On September 9th PBS series NOVA presented a two hour program devoted to the genetic technique CRISPR (clustered regularly interspaced short palindromic repeats). It’s a technique that allows for gene editing. You can read about by clicking the link above. The PBS program does a pretty good job of explaining how the technique works and how it might eventually be used.
It goes completely overboard when it starts discussing the possibility of ‘designer babies’ – ie, children produced by germ cells reprogrammed to induce desirable traits and characteristics. Despite having access to some of the world’s leading geneticists the show failed to discuss what genes control and what they don’t.
The genetic process is far more complicated than presented on the program. In order to act, a gene must be transcribed – it forms a single strand RNA molecule messenger RNA (transcription). The mRNA acts as an intermediate between the DNA gene and its final protein product. Translation is the process by which a mature mRNA molecule is used as a template for synthesizing a new protein. Post-translational events may be of immense importance to the organism that contains the gene and may be random.
Consider the first cloned cat, ‘CC’ for carbon copy. Her genetic donor ‘Rainbow’ was a calico domestic shorthair. CC was brown tabby and white domestic shorthair. Not only did the two cats look entirely different, they had different personalities. One was shy while the other was friendly and outgoing. The color difference was due to X-inactivation and epigenetic re-programming, which normally occurs in a fertilized embryo before implantation. The personality difference is not yet explainable. The point is that genes can only take you so far. Post-translational changes are often random and can produce effects that go beyond the genetic code. Thus, two genetically identical animals were very different. Also, the biological processes initiated by a gene may have outcomes influenced by events after the encoding of a protein and thus may be disconnected from the gene.
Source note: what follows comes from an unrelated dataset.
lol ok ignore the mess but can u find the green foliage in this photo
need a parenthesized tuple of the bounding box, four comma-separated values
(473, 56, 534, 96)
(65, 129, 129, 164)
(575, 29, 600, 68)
Gene editing can potentially be useful in correcting disorders that are due to a mutation in a single gene such as Huntington’s Disease, Sickle Cell Anemia, and Hemophilia A. While the technique is not yet ready to correct these genetic disorders, it’s likely that it will be effective relatively soon. I’m assuming that it will be free of unwanted effects.
Diseases that have multiple causations are much less likely to be remedied by CRISPR or any other gene editing process. This resistance to gene manipulation is because most important human diseases are a complex mix of genetic, post-translational, and environmental factors and will require a fix more involved than the insertion or deletion of a gene.
When it comes to ‘designer babies’, whatever they may be, even a perfect knowledge and editing of the human genome is unlikely to produce smarter, faster, better looking people, or whatever human characteristic is thought desirable by anxious would be parents. Human behavior is likely a far more complex phenomenon than the Florida hurricane that had as its initial cause the flapping of a butterfly’s wings in west Africa.
You can fiddle with the human genome till the heat death of the universe and you’ll not make another Franz Schubert. In fact, you could clone him and you’d still not get another Schubert. The factors that produced him are unknowable and gone.
The PBS show contained not a hint of the complexity of making a human, much of which is remote from the genome. It spent a lot of time discussing the ethics of something that was beyond CRISPR gene editing. Still it was informative and worth watching if you are aware of the undiscussed limitations of genetic rearranging. I’m not arguing that CRISPR and its like may not be useful. They hold tremendous promise to alleviate much human suffering and to make better plants and animals. But making us smarter, better behaved, and more creative is science fiction.